Marino Cruz does not speak much English, and I speak no Spanish, so our interview was conducted with the help of an interpreter. He’s worked at the Providence Renaissance Hotel for three years, and has three children. Fortunately for Cruz, his wife’s job provides health care for the family.

While he was in still in his hospital bed, two Providence police officers entered with Cruz’ wife and presented him with a restraining order from hotel management. He’s due in court on December 18. This is why nearly 30 people picketed outside the Renaissance Hotel last Thursday in the pouring rain.

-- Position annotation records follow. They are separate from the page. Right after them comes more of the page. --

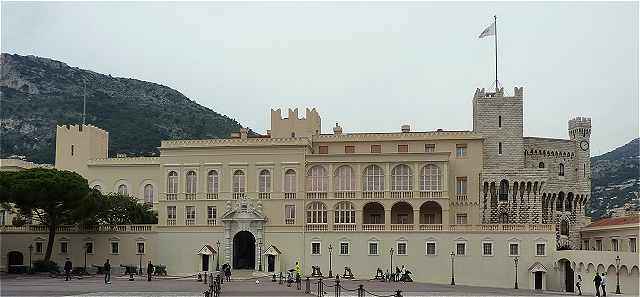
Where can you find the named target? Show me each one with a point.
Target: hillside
(614, 180)
(38, 93)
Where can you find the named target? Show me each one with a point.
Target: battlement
(580, 122)
(293, 125)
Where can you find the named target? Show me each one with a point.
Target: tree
(49, 196)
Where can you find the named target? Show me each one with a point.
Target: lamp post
(391, 262)
(453, 280)
(30, 251)
(618, 275)
(218, 258)
(330, 254)
(260, 254)
(515, 261)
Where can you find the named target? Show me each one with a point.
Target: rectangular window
(514, 249)
(541, 249)
(344, 248)
(461, 150)
(212, 212)
(373, 248)
(461, 185)
(429, 148)
(349, 149)
(315, 248)
(431, 248)
(461, 219)
(461, 248)
(487, 248)
(402, 248)
(290, 214)
(115, 247)
(171, 212)
(38, 247)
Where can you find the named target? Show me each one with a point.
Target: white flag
(489, 31)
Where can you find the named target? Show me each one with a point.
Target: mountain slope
(38, 93)
(615, 179)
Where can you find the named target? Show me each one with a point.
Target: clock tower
(580, 134)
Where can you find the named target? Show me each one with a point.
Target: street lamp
(453, 280)
(218, 260)
(30, 251)
(330, 272)
(391, 263)
(515, 261)
(260, 254)
(618, 275)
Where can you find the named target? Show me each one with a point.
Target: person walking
(149, 271)
(107, 272)
(579, 285)
(67, 269)
(597, 281)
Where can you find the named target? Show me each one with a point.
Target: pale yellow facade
(287, 196)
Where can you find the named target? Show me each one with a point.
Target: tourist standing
(579, 285)
(67, 269)
(597, 282)
(149, 271)
(107, 272)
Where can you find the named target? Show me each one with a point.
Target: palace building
(424, 199)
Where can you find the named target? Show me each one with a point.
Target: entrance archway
(244, 250)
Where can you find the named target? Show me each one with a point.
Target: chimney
(337, 130)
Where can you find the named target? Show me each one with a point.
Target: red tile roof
(615, 221)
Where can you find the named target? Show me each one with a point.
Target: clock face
(584, 145)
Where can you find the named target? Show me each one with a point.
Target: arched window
(172, 182)
(430, 178)
(316, 213)
(401, 178)
(191, 182)
(317, 180)
(564, 227)
(344, 181)
(504, 190)
(239, 182)
(212, 182)
(345, 213)
(503, 218)
(264, 181)
(148, 193)
(373, 179)
(122, 190)
(290, 181)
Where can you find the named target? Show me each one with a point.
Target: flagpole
(495, 24)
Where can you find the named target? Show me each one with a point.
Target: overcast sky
(369, 66)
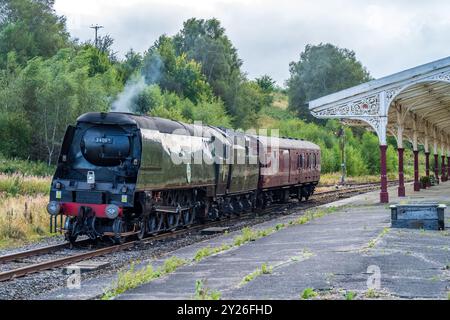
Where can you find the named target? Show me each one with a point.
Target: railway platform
(349, 251)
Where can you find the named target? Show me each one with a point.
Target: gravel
(34, 285)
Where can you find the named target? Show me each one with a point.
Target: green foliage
(321, 70)
(15, 131)
(18, 185)
(131, 65)
(133, 278)
(308, 293)
(30, 28)
(52, 93)
(25, 167)
(175, 73)
(258, 272)
(202, 292)
(372, 294)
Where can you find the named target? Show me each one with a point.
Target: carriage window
(300, 161)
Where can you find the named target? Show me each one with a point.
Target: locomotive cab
(96, 175)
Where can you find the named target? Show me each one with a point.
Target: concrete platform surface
(349, 249)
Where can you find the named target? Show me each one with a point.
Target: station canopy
(413, 104)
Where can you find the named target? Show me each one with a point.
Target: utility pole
(341, 135)
(96, 28)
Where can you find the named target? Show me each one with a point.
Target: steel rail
(42, 266)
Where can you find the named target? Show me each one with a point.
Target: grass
(202, 292)
(23, 219)
(328, 179)
(132, 278)
(25, 167)
(350, 295)
(308, 294)
(258, 272)
(372, 243)
(208, 251)
(372, 294)
(249, 234)
(13, 185)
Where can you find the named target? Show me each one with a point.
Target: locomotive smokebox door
(91, 177)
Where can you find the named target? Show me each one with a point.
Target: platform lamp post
(341, 135)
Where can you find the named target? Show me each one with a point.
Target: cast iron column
(436, 168)
(401, 176)
(448, 168)
(443, 168)
(384, 195)
(416, 171)
(427, 167)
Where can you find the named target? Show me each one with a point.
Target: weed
(350, 295)
(202, 292)
(203, 253)
(308, 293)
(132, 278)
(260, 271)
(372, 294)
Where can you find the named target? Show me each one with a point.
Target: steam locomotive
(121, 174)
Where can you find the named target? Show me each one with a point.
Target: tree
(322, 70)
(30, 28)
(132, 64)
(175, 73)
(266, 83)
(205, 41)
(51, 93)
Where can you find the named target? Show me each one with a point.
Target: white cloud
(387, 36)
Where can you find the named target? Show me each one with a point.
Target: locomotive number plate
(103, 140)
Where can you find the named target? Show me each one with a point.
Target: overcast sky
(387, 36)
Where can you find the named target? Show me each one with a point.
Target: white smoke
(125, 100)
(150, 74)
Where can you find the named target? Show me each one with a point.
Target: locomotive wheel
(142, 228)
(173, 220)
(154, 223)
(188, 217)
(118, 228)
(70, 226)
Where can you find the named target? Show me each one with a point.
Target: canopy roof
(414, 103)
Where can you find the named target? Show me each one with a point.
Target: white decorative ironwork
(367, 106)
(443, 76)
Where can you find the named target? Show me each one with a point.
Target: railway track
(317, 200)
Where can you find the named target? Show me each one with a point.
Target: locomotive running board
(169, 209)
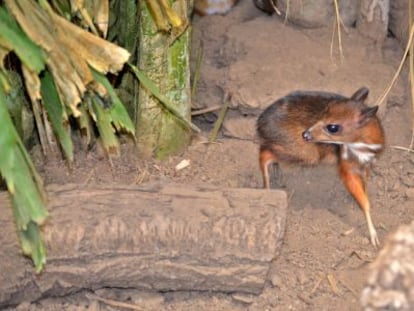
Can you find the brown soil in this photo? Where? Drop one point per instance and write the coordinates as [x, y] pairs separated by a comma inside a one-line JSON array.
[[258, 59]]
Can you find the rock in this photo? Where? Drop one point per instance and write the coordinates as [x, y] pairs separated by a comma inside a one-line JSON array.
[[391, 280], [410, 193]]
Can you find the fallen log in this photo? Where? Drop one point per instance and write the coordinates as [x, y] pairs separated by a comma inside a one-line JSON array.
[[154, 237]]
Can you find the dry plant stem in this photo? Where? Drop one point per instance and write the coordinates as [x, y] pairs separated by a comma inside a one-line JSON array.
[[287, 11], [403, 148], [205, 110], [114, 303], [219, 121], [381, 99], [411, 61], [337, 26], [275, 7], [200, 53]]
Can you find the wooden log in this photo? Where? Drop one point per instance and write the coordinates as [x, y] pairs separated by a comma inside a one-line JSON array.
[[154, 237]]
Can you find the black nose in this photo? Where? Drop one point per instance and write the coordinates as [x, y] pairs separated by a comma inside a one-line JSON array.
[[307, 135]]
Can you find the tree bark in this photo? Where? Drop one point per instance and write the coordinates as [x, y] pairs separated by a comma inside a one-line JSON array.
[[153, 237], [166, 62]]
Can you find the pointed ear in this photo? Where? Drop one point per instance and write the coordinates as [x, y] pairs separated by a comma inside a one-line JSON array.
[[360, 95], [367, 114]]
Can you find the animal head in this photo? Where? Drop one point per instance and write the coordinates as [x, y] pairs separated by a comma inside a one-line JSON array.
[[344, 121]]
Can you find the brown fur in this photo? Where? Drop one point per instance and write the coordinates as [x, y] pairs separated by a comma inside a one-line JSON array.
[[300, 128]]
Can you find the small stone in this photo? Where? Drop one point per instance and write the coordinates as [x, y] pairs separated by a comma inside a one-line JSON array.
[[276, 280], [410, 193], [247, 299]]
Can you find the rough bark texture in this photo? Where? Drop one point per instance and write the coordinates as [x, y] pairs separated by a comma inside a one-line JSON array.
[[166, 63], [158, 237], [391, 282]]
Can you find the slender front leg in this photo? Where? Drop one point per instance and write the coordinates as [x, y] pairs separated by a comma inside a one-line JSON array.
[[351, 176], [266, 158]]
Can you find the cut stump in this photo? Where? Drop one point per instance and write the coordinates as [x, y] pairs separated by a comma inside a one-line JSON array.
[[154, 237]]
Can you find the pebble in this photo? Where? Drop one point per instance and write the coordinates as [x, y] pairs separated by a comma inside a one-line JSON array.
[[247, 299], [410, 193], [276, 280]]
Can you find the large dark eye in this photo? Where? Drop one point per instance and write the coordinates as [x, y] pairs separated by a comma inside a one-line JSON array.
[[333, 128]]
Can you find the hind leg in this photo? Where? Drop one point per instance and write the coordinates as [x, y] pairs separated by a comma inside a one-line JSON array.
[[354, 182], [267, 158]]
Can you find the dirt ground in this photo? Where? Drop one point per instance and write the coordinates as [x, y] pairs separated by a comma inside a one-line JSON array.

“They’re trying to take me out of the fight,” said Cruz. A restraining order will keep Cruz off the picket line and away from hotel employees. “I couldn’t imagine that they would put me out on the street just for fighting for justice.”

He said, “the situation at the hotel is getting uglier.” Employees are not only suffering from low wages, excessive workloads and copious injuries, he said, they also suffer “the disrespect of the management” that treats people as replaceable and disposable.

At the Providence Renaissance Hotel, housekeepers, mostly women, are worked hard. They are responsible for cleaning more rooms in a day than housekeepers at other area hotels, and they are paid much less, minimum wage or pennies more. Injuries to the back, shoulders and hands are affecting more than half a dozen workers. Some have rashes on their faces and skin from the harsh chemicals used to clean the rooms. There is “an epidemic of women’s bodies just giving out with permanent injuries,” Cruz said.

As one of the few leaders of the unionization effort not injured, Cruz has been vocal about these issues in meetings with management. Cruz believes that this is why management decided to target him. When he’s punched in, Cruz does his job. When he’s off duty, he organizes, pickets and strategizes ways to improve working conditions at the hotel.

DSC02956The Providence Renaissance Hotel is run by The Procaccianti Group, which also manages the Providence Hilton. They have a long history of treating employees less than fairly. In March I profiled Adrienne Jones and Krystle Martin, two single moms targeted and fired for their unionization efforts. In May I reported on how the hotel lost its gay-friendly rating. The Procaccianti Group was one of the key lobbyists pushing through the state ban on minimum wage increases by cities and municipalities. The Renaissance is currently being boycotted by those committed to fair wages and working conditions.